Why is data described?

Without sufficiently detailed contextual information, research datasets are often useless. Consider measurement results stored in an Excel spreadsheet. Without any information about what was measured, the instruments used, and the scale of measurement, the dataset consists of mere numbers in a table, making it impossible to understand and interpret. Description brings forth this contextual information.

The project manager ensures that the descriptive information of the collected data in the project is stored appropriately.

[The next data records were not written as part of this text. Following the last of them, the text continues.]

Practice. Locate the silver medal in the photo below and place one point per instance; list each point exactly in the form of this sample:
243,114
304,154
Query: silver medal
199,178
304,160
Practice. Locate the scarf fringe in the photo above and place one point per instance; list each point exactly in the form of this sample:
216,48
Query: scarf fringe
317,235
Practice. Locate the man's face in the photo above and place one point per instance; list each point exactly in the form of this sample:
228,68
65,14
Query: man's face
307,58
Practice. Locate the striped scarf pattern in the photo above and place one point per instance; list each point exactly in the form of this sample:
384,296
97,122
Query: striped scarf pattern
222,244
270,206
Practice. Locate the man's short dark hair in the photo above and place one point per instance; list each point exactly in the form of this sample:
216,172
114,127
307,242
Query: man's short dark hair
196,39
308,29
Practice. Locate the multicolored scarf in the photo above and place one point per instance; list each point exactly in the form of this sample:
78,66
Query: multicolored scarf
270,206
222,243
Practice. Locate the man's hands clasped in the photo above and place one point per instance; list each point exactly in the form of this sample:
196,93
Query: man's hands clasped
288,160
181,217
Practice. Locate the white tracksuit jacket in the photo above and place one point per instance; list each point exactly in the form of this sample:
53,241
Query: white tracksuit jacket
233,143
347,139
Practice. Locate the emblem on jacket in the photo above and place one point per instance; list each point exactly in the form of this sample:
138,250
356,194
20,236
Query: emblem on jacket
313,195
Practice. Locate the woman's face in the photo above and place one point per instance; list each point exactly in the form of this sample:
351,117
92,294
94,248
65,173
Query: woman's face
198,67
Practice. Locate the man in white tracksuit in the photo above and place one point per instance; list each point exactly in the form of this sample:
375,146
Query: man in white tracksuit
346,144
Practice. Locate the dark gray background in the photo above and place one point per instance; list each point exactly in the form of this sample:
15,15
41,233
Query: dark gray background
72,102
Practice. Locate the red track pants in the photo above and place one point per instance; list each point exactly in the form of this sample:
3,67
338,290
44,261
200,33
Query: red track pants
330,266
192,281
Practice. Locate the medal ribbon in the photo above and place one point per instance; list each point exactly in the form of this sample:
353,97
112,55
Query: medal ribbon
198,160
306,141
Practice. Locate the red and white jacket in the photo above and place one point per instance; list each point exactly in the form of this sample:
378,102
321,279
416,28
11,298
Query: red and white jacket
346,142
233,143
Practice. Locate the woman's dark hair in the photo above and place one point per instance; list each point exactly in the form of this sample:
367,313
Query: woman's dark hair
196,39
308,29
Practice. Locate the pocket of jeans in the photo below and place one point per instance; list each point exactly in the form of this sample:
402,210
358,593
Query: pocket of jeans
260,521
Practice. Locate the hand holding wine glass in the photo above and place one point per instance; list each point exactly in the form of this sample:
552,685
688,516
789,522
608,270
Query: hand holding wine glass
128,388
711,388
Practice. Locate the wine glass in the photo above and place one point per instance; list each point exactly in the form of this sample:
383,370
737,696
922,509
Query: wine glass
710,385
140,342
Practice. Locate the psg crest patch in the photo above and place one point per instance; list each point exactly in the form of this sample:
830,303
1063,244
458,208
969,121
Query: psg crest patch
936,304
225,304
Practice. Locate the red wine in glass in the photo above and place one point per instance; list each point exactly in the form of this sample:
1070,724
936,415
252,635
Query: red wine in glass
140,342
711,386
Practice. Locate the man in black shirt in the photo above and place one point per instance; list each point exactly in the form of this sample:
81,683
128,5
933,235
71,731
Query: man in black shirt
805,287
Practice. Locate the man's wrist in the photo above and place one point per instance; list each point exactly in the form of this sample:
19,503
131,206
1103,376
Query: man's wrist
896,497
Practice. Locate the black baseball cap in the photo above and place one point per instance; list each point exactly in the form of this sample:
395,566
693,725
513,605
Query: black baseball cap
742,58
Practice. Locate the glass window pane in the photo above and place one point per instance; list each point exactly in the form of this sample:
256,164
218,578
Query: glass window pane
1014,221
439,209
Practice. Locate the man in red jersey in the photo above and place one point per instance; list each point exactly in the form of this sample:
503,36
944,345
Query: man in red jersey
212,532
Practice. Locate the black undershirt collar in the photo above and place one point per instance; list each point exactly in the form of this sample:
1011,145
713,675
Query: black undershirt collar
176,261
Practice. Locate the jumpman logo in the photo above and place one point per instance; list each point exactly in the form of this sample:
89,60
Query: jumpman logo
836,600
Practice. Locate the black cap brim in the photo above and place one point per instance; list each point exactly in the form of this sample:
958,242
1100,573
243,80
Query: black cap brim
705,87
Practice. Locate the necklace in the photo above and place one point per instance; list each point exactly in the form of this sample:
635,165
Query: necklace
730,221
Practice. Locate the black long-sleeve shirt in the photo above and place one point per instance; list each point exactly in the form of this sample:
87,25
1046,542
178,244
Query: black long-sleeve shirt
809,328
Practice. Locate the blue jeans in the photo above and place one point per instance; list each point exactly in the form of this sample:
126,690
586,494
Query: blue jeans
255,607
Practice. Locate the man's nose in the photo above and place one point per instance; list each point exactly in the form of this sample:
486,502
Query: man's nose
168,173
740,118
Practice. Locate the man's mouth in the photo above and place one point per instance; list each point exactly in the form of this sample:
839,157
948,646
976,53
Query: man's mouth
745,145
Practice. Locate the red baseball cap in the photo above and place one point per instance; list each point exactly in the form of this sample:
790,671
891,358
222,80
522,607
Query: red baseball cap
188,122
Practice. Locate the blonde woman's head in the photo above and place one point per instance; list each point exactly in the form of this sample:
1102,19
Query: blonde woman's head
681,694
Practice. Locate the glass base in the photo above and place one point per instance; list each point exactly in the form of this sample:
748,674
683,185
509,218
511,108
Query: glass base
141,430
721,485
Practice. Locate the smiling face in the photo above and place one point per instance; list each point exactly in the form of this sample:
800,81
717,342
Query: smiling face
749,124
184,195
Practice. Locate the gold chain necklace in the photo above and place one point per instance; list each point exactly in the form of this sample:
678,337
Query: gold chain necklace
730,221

Data description is important because:

  1. Memory is short: As time passes, the details of data collection and processing are forgotten unless documented. Recording this information prevents loss of valuable knowledge.

  2. Proper interpretation by others: Data may be handled by multiple individuals, or project managers may change. The possibility of misinterpretation makes the data unreliable. Descriptive information allows others to correctly understand and interpret the data.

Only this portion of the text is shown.